From a practical point of view, we can break the focus areas into four categories.

Emotional Competency

Emotional competency may need some boosting.  After being at home moving back into being in groups, away from primary caregivers and managing different expectations will be a challenge to adjust to.  Some helpful ideas will be to discuss what is going well with your child and what it is they are worried about. Sometimes it is the very small details that once set straight can make the most amazing differences.  Being reassured they will not forget a needed item by using a calendar together, making a new bag packing checklist together may be a boost that helps promote confidence and a feeling of being prepared. The key to adapting to back to school with confidence is adequate communication on how your child is coping emotionally. 

Physical Needs

The weather is cooler, and uniforms are requiring add ons such as jackets and jumpers, things for little ones to remember that was not part of the routine before. Also bear in mind any sensory issues that may arise from new clothing. It is good practice to do a trial run of clothing before sending children off to school for the day and avoid any issues arising. All of these seemingly small changes are not something children have built up to doing – nor have families, being gentle with yourselves is important. With changing weather and routines children are often needing an extra snack for example an extra piece of fruit in their lunch box. 

Back to school with confidence

Time Management

It may take some practice for all involved to meet all the arrival expectations being on time for school. Home routines for homework and bedtime will support organisation but might not be the same as before.  Considering needs now without comparing to the prior experience of school routine makes decision making easier.  What worked for before might have been well and good – what works for now, well is what works for now.


How does communication with teachers look, with kiss and go drop off zones some families are noting less contact with other parents and it has been a gap they are needing to fill through other ways of connecting.

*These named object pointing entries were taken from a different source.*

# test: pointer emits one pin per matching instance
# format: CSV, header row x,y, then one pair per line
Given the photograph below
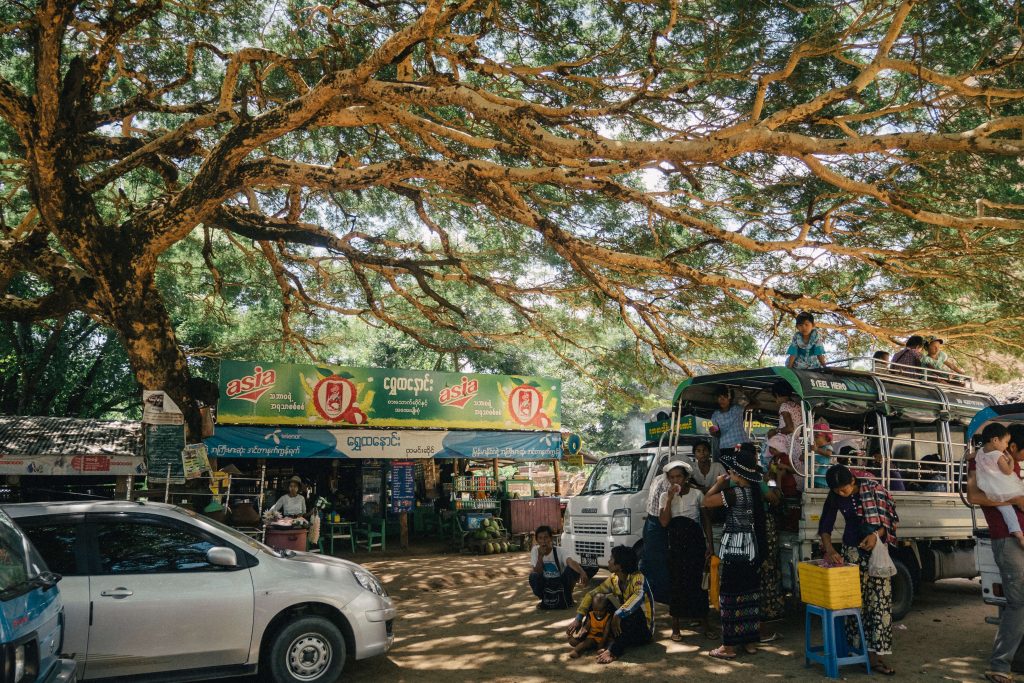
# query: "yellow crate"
x,y
832,588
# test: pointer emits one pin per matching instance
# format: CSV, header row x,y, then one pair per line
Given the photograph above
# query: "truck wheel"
x,y
306,650
902,591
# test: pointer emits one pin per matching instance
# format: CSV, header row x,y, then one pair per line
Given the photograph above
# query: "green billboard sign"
x,y
321,395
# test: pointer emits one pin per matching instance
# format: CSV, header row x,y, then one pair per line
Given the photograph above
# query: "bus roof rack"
x,y
918,375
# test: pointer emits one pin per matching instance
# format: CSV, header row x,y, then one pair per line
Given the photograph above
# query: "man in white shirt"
x,y
553,568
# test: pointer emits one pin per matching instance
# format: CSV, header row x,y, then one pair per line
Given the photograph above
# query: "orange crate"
x,y
832,588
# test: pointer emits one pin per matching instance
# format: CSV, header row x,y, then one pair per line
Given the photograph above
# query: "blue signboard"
x,y
402,486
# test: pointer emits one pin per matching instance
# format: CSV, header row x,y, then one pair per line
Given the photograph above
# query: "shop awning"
x,y
294,442
70,445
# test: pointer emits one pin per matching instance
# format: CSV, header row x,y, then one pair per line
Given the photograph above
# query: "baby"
x,y
595,630
995,475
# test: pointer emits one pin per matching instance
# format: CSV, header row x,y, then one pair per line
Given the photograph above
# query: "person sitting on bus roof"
x,y
908,357
935,358
806,350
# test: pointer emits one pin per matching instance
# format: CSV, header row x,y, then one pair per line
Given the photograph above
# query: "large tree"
x,y
680,169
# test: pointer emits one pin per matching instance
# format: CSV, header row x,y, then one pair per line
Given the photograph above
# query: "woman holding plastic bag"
x,y
870,529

Children’s friendships and social development are important and finding ways to develop skills in communicating on the friendship level opens up lots of possibilities using IT, writing skills, telecommunications, and good old-fashioned thinking of others.  As a mum, it is truer than true that worry creeps in. While you are considering how the little ones are coping make a point of checking in with yourself and how you are adapting to the plunge of schooling at school again. Early years of schooling is frequently a time parents miss their kid’s company as they make their way onto new discoveries. Remember to acknowledge your feelings as valid and worthy.

We Are All In This Together

Uri Bronfenbrenner proposed “in order to develop normally, a child requires progressively more complex joint activity with one or more adults who have an irrational emotional relationship with the child. Somebody’s got to be crazy about that kid. That’s number one. First, last and always.”

For a huge number of people including adults and kids this is a chapter of their lives they have little else to compare it to and draw resources from.  While at times it might seem overwhelming and harder than other times it is important that we have managed to adapt so far.  We are all in this together is a popular reference and a strong reminder that others are experiencing challenge at this time.